Tuesday, February 27, 2007


OK, so tonight was a slow night... (for once!).
I decided to check on how many people in the United States have the same name as I....
See the results for yourself....

NO PEOPLE??!?!? NONE???!?!?

Now I know that my name is not exactly the most common out there, but I find it hard to believe that no other exists (forget the fact for a moment that I myself don't exist).
I was going to write to these folks and tell them that they are wrong, wrong, wrong... but apparently they KNOW THAT already.
Read their page on "accuracy" -


Q: How accurate is this program?

A: More accurate than a Magic 8-ball. Less accurate than distributing and collecting 300 million surveys.

Q: No, really. How accurate?

A: Well, it's hard to say. In order to determine how accurate this program is, we would need a program that was completely accurate for comparison purposes. If we had a program that was completely accurate, we'd use that program instead of this one. At that point, discovering how accurate this program is would no longer be worth the effort. Therefore, we can fairly confidently say that it is impossible to determine how accurate this program is. (Confused? We're just warming up.)

In our completely non-expert opinion, we say that the program gives a decent ballpark estimate, but it shouldn't be used for anything more than that.

Q: Why isn't it more accurate?

A: There are a number of possible sources of inaccuracy:

First and foremost, the program is based upon a convenient fiction. Without getting too technical, the program makes the assumption that a person's first and last names are independent of one another. What this means is it assumes that the probability of a person having a particular first name is the same no matter what last name they have. It isn't.

So, for example: The program assumes that the chance that your first name is "Juan" is the same, regardless of whether your last name is "Arteaga" or "Epstein". Episodes of Welcome Back Kotter aside, we would hazard a guess that there are not that many people in the U.S. actually named "Juan Epstein". Depending upon what your family name is, it makes certain first names more likely, and certain others less likely. The program cannot compensate for that.
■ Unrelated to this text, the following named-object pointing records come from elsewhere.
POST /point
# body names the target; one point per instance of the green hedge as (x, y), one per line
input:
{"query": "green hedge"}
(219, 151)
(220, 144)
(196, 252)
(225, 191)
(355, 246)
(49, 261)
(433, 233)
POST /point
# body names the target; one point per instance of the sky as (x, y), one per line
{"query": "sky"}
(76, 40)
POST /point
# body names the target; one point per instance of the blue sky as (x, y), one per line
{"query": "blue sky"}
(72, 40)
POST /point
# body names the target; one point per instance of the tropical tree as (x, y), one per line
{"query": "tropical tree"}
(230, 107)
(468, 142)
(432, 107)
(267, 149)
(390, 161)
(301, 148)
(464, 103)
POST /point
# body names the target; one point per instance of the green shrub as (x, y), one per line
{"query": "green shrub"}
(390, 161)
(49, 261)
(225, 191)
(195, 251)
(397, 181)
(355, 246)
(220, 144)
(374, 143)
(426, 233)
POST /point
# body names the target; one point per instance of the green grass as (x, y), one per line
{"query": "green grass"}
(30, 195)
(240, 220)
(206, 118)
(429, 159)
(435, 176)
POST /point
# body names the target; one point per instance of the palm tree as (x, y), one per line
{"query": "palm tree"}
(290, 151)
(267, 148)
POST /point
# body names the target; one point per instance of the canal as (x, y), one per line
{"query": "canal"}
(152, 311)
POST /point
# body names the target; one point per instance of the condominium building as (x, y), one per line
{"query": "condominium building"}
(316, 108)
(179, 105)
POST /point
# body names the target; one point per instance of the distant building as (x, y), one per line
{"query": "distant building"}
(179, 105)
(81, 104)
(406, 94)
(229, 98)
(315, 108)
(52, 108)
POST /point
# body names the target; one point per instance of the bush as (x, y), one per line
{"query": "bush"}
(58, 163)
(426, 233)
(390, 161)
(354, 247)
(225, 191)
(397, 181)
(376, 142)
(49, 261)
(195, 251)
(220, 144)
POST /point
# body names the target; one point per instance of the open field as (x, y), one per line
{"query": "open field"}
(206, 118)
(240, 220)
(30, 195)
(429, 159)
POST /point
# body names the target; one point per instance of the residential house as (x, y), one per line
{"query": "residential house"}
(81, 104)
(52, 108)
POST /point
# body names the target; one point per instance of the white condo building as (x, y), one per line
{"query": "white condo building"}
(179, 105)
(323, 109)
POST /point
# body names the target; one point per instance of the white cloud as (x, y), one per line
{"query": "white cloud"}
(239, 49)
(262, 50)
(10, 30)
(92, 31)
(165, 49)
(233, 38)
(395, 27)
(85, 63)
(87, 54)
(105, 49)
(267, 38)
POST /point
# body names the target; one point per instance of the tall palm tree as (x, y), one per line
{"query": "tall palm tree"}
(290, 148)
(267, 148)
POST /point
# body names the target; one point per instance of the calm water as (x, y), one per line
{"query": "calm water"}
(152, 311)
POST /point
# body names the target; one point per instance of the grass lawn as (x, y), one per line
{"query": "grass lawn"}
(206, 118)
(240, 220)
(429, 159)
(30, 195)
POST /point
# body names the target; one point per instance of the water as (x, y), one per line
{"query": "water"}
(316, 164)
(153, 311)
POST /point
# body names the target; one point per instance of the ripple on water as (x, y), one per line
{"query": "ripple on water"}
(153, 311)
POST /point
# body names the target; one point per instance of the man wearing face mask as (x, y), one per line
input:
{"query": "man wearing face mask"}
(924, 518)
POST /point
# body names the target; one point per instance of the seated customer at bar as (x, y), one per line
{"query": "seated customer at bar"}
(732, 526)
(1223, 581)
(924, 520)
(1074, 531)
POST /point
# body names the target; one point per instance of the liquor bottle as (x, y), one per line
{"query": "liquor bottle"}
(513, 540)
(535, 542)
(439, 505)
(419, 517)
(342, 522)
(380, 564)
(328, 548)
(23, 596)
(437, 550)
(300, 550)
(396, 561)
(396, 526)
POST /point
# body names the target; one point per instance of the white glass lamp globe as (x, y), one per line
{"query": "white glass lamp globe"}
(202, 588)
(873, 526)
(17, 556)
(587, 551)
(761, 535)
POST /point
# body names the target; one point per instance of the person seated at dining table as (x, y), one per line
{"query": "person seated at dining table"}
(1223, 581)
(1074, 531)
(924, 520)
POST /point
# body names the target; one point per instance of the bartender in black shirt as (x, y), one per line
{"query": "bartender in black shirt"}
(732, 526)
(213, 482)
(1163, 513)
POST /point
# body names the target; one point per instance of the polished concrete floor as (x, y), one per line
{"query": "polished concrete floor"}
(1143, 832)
Second, the data is old. The data for this program comes from the U.S. Census Bureau's 1990 census. That makes the data about 17 years old or so. This is the most recent name data available from the Census Bureau (the 2000 census did not include name data), but it's still old, and it's accuracy may be slightly questionable.

Third, the data appears biased towards more formal versions of names. The data comes from forms mailed to the Census Bureau. It appears most people put their full, formal version of their name on the forms rather than a nickname. So, for example people who normally call themselves "Bill" would likely tend to put the name "William" on an official Census form. In fact, the data shows the name "William" outnumbering the name "Bill" 20 to 1. So, it appears that nicknames are under-represented in the statistics, and full formal names are over-represented in the statistics.

Fourth, not every name is on the list. A certain number of instances of a name were required to even make the list. About 10% of all responses were not included on the list because they appeared too few times. So, uncommon names are not represented on the list.

Fifth, we failed to make the required blood sacrifices to the gods of programming and statistics. Surely they will plague our endeavor with errors and inaccuracies.

Q: Can I use data from this site in my report / project / masters thesis?

Sure. However, we take no responsibility for any merciless mocking from your teachers and/or peers for using questionable data.

I'm soooo glad... there are days that I feel invisible enough without this!

YW said...

At least you have the 27562nd most popular last name in the U.S.